USGBC Kicks Off GIS-Based Technology Applications
- Nov 22, 2010
The U.S. Green Building Council, acting through the USGBC Research Program, takes access of visual and statistical information on LEED Certified properties to a new technological level. The Research Program has debuted the initial phase of the GIS-based Green Building Information Gateway (GBIG), an information technology system that will have the real estate industry and proponents of sustainable development literally seeing green.
Unparalleled images of the national green building terrain are the central feature of GBIG, but it is the accompanying detailed information that makes the customizable system a wide-ranging resource for all things green in the development world. “GBIG is intended to provide a comprehensive and analytically derived view of green building practice,” Ashley Katz, communications manager with USGBC, tells MHN. “GBIG reveals the trends and patterns in green real estate at the level of individual properties and the types of green strategies implemented within buildings. It will also complement other data products that are widely used by real estate professionals when making investment decisions and conducting market analyses.”

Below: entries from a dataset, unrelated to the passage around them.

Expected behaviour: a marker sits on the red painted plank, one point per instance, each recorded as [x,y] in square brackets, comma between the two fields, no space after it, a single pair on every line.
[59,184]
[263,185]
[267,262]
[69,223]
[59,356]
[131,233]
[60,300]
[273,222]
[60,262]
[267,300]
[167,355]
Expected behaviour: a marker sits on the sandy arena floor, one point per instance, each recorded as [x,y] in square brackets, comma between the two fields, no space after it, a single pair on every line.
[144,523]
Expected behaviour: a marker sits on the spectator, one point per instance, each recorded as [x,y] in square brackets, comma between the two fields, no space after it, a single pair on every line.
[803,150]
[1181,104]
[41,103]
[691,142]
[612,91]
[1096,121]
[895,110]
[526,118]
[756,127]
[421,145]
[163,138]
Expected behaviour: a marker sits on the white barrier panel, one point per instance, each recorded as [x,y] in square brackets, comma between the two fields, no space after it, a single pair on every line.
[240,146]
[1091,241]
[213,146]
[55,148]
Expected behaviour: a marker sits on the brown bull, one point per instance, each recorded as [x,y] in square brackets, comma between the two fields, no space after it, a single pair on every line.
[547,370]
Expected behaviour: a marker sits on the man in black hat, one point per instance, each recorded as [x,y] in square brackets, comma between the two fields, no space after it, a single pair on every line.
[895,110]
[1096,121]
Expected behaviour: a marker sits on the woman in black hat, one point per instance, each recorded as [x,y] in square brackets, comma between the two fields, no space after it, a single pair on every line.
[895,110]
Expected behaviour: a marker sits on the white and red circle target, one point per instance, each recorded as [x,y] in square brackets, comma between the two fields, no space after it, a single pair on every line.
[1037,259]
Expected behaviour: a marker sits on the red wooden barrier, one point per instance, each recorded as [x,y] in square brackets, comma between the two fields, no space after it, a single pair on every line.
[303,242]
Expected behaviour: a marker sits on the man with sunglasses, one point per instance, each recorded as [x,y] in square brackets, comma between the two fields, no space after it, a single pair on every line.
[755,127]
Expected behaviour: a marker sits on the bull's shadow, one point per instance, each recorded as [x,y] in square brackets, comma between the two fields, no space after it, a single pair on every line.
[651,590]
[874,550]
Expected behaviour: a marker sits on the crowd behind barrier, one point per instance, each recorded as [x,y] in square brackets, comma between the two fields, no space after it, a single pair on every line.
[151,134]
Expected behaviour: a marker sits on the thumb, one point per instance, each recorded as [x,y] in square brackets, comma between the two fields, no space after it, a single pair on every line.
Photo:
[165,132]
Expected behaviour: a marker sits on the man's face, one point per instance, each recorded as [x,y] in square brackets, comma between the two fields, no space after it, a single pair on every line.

GBIG’s first phase covers the state of Illinois and consists of three pilot projects: the GBIG Pilot for Illinois, GBIG Analyst and GBIG Explorer.
The GBIG Pilot is a web-based portal that provides details on green building projects across the state, statistics on the prevalence and expansion of LEED Certified projects over time, as well as information that allows for the comparison of projects to state averages or other subsets by certification standard and Carbon Index values.
The other two segments of GBIG’s first phase consist of mobile applications that can be used with either iPhones or iPads and downloaded free of charge. GBIG Analyst offers a database of LEED Certified developments that can be categorized by credit and Carbon Index values and compared to state averages. GBIG Explorer is a more specific application, providing photos, text and an interactive GPS map for 250 LEED Certified projects in metropolitan Chicago.
Options for searching and retrieving information and trends through GBIG are very diverse, extending beyond just LEED status. And no property type is excluded. “The GBIG platform can represent other instances of green building practice that may focus on multifamily residential,” Katz says, adding that “the current version of the GBIG Pilot includes a set of Enterprise Green Communities in the state of Illinois.”
GBIG Pilot, GBIG Analyst and GBIG Explorer are just the beginning of the multi-phase development plan. “In time, GBIG will represent all green building markets and LEED project information will be updated continuously,” she adds. “Information from other sources who share data with us will update at varying intervals, depending upon the data-sharing architecture and relationships we establish with our partners.”